Is parsing HTML files with XMLHttpRequest, using responseType = "document", a potential security issue?

Examples can be found on MDN here: HTML in XMLHttpRequest

When setting documentType = "document", it will try to parse the url (HTML file in our case) into DOM nodes, and retrieve that.

Let's say we have a Man-in-Middle attack situation (i.e. not using HTTPS), and the HTML file is swapped out. Are we at risk?

Bonus Question

Let's say we are loading a JSON file instead of a HTML file. Is using documentType = "text" as safe as JSON.parse, i.e. the code is not evaluated?

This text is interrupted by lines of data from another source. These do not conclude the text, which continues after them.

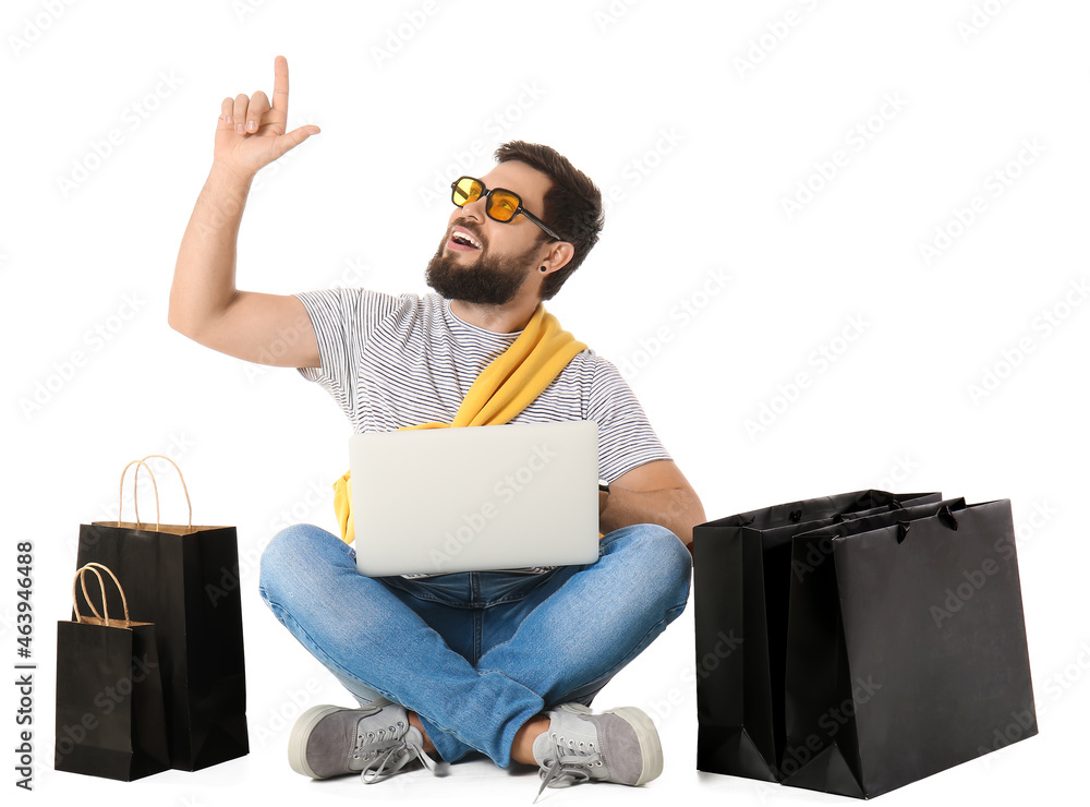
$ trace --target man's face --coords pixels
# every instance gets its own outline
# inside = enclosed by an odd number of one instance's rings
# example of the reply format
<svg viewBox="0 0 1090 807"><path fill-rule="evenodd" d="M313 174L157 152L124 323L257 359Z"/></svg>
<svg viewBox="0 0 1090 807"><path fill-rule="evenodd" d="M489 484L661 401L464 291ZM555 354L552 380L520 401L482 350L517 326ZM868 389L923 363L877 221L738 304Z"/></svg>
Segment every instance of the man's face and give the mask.
<svg viewBox="0 0 1090 807"><path fill-rule="evenodd" d="M485 188L505 188L541 218L549 179L525 162L500 162L480 178ZM541 228L523 215L496 221L485 214L484 196L455 207L439 249L427 264L427 285L449 300L504 305L514 299L543 254ZM458 238L455 233L460 233ZM464 237L475 243L461 243ZM480 246L477 246L480 244Z"/></svg>

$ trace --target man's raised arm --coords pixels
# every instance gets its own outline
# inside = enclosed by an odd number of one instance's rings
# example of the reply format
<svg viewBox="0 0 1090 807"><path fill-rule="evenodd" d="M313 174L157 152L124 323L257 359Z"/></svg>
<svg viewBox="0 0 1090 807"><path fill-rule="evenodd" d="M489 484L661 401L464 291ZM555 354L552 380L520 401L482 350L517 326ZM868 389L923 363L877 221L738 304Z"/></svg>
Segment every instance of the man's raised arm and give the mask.
<svg viewBox="0 0 1090 807"><path fill-rule="evenodd" d="M239 359L318 366L317 339L298 298L239 291L234 286L239 227L254 176L320 131L306 125L286 133L288 60L282 56L276 58L275 72L271 105L262 91L252 98L223 99L211 170L178 251L167 322L191 339Z"/></svg>

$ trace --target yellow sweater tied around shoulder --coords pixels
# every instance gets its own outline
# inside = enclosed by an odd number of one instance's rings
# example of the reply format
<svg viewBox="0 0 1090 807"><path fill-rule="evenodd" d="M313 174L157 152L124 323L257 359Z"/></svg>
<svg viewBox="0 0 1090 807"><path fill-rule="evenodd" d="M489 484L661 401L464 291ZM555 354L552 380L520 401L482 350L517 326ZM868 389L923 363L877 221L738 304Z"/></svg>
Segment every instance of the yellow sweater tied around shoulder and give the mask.
<svg viewBox="0 0 1090 807"><path fill-rule="evenodd" d="M502 425L530 406L586 346L560 327L538 303L519 338L486 366L470 387L453 423L421 423L410 429ZM341 539L355 540L352 519L352 472L334 483L334 509Z"/></svg>

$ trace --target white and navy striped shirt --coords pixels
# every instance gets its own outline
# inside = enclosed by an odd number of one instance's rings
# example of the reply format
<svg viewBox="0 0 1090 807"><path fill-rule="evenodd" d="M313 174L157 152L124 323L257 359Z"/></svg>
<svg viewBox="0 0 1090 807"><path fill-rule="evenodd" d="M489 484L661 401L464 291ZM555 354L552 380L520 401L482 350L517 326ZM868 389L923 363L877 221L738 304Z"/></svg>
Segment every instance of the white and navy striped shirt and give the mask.
<svg viewBox="0 0 1090 807"><path fill-rule="evenodd" d="M481 372L521 332L498 334L460 320L438 294L367 289L296 294L318 341L320 368L300 368L325 387L356 433L450 423ZM670 459L617 368L586 349L512 423L592 420L598 477L611 482Z"/></svg>

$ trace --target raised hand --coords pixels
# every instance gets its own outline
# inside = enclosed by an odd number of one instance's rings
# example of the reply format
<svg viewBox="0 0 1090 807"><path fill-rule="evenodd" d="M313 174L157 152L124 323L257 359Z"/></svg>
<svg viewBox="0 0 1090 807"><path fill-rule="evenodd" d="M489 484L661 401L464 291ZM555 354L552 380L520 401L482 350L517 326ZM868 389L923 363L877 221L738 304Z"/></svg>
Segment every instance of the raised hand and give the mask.
<svg viewBox="0 0 1090 807"><path fill-rule="evenodd" d="M315 125L286 132L288 124L288 60L276 58L272 104L261 89L253 97L225 98L216 127L214 161L253 177L272 160L322 130Z"/></svg>

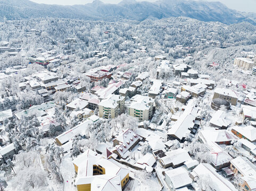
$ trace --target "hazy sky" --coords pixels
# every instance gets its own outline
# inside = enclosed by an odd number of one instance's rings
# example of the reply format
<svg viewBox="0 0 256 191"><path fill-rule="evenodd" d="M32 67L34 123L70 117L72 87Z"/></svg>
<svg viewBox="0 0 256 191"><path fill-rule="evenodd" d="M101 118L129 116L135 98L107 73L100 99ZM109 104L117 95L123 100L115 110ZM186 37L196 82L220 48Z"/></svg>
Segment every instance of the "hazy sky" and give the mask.
<svg viewBox="0 0 256 191"><path fill-rule="evenodd" d="M49 4L59 5L75 5L85 4L90 3L93 0L30 0L31 1ZM145 0L137 0L143 1ZM155 0L147 0L147 1L154 2ZM199 1L199 0L196 0ZM256 0L206 0L208 1L219 1L227 5L228 7L240 11L253 12L256 13ZM101 0L107 3L118 3L121 0Z"/></svg>

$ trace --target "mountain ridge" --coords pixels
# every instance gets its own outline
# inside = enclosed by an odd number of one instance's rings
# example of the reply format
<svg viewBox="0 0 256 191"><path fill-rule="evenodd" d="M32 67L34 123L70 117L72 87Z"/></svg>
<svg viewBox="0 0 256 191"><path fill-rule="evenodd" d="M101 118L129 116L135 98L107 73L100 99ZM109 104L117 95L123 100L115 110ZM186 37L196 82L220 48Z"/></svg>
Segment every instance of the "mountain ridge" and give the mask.
<svg viewBox="0 0 256 191"><path fill-rule="evenodd" d="M220 2L193 0L159 0L153 3L123 0L117 4L95 0L85 5L72 6L38 4L29 0L0 1L0 19L5 17L8 20L51 17L142 21L150 18L185 16L227 24L248 22L256 25L255 15L231 10Z"/></svg>

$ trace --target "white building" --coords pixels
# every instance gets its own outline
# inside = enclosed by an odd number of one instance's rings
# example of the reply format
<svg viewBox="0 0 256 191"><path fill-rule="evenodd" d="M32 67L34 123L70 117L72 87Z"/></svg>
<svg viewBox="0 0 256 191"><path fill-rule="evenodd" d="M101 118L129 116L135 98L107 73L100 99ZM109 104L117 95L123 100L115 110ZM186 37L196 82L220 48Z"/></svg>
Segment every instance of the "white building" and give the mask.
<svg viewBox="0 0 256 191"><path fill-rule="evenodd" d="M125 97L111 94L98 104L100 117L114 118L123 112Z"/></svg>
<svg viewBox="0 0 256 191"><path fill-rule="evenodd" d="M137 94L131 98L129 115L140 121L148 120L153 116L154 100L147 96Z"/></svg>
<svg viewBox="0 0 256 191"><path fill-rule="evenodd" d="M192 179L183 167L166 171L165 176L166 184L172 191L189 186L192 184Z"/></svg>

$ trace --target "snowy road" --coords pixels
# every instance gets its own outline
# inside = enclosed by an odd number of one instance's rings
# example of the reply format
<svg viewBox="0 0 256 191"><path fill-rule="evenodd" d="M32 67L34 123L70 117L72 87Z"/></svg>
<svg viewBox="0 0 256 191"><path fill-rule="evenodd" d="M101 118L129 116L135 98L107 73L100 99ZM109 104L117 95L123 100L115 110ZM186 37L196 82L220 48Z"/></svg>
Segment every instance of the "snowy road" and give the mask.
<svg viewBox="0 0 256 191"><path fill-rule="evenodd" d="M69 155L67 155L63 158L61 163L61 172L63 178L63 190L72 191L75 190L75 187L72 185L72 177L75 173L75 169L72 163L72 159L69 157Z"/></svg>

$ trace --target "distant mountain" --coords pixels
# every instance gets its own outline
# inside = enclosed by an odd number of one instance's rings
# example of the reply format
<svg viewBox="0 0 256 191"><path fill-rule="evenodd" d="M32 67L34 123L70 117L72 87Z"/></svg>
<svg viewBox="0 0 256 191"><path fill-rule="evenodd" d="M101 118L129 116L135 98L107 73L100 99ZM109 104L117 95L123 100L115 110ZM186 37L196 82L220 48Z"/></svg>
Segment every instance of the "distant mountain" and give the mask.
<svg viewBox="0 0 256 191"><path fill-rule="evenodd" d="M256 25L256 14L242 13L219 2L192 0L159 0L154 3L123 0L118 4L99 0L85 5L62 6L38 4L29 0L0 0L0 20L50 17L139 21L149 18L186 16L225 24L248 22Z"/></svg>

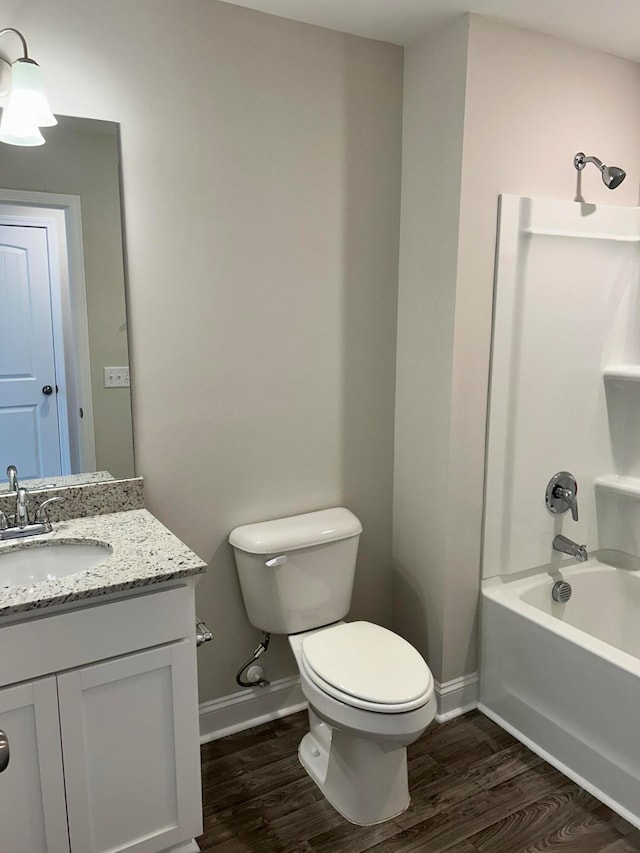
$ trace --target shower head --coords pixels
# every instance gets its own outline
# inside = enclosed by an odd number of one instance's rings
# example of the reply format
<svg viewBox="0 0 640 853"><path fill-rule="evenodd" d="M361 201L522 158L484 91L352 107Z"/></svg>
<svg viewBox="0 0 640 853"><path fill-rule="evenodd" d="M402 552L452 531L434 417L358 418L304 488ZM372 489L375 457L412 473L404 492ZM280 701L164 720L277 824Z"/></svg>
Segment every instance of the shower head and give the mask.
<svg viewBox="0 0 640 853"><path fill-rule="evenodd" d="M579 172L584 169L587 163L593 163L594 166L597 166L598 169L600 169L602 182L605 187L610 190L615 190L616 187L619 187L627 177L627 173L624 169L621 169L620 166L605 166L602 160L599 160L597 157L587 157L585 154L580 152L573 158L573 165Z"/></svg>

  • I am not a developer, but a security practitioner, so please excuse any inaccuracies. Short answer from my side is yes, when you fetch and interpret external data there will be security risks. This is not only for HTML, but also when parsing XML, or including any form of content that goes through an interpreter. For example, in AJAX the XMLHttpRequest result may perform some action on behalf of the user. If the file is swapped out, something like that could happen.

    When building an application you will not be able to eliminate all risk, but you want to bring it down to acceptable levels. For example, instead of including external code, host the code yourself.

    This applies also to your XMLHttpRequest fetch - where does the data come from? More risk comes with third parties, and across domains. Avoid if you can. You should consider blocking cross origin resource sharing by policy, though Access-Control-Allow-Origin. HTTPS does not eliminate risk either, as you possibly can not trust the third party anyway, and HTTPS does not completely eliminate MIM-attacks.

    If however you are fetching something that you are hosting yourself and have a trusted channel to obtain, you may argue that the remaining risk is small.

    As for the bonus question I am not sure whether this will make a big difference. I assume with documentType = "text" you will end up with a long string of text which is actully an HTML document. Then what? If you still plan to parse it, scripts may run. JSON.parse is a text parser, which will not load scripts, but here as far as I can understand you need to expose yourself to the parsing of HTML anyway. The solution is probably to make sure you can trust the source.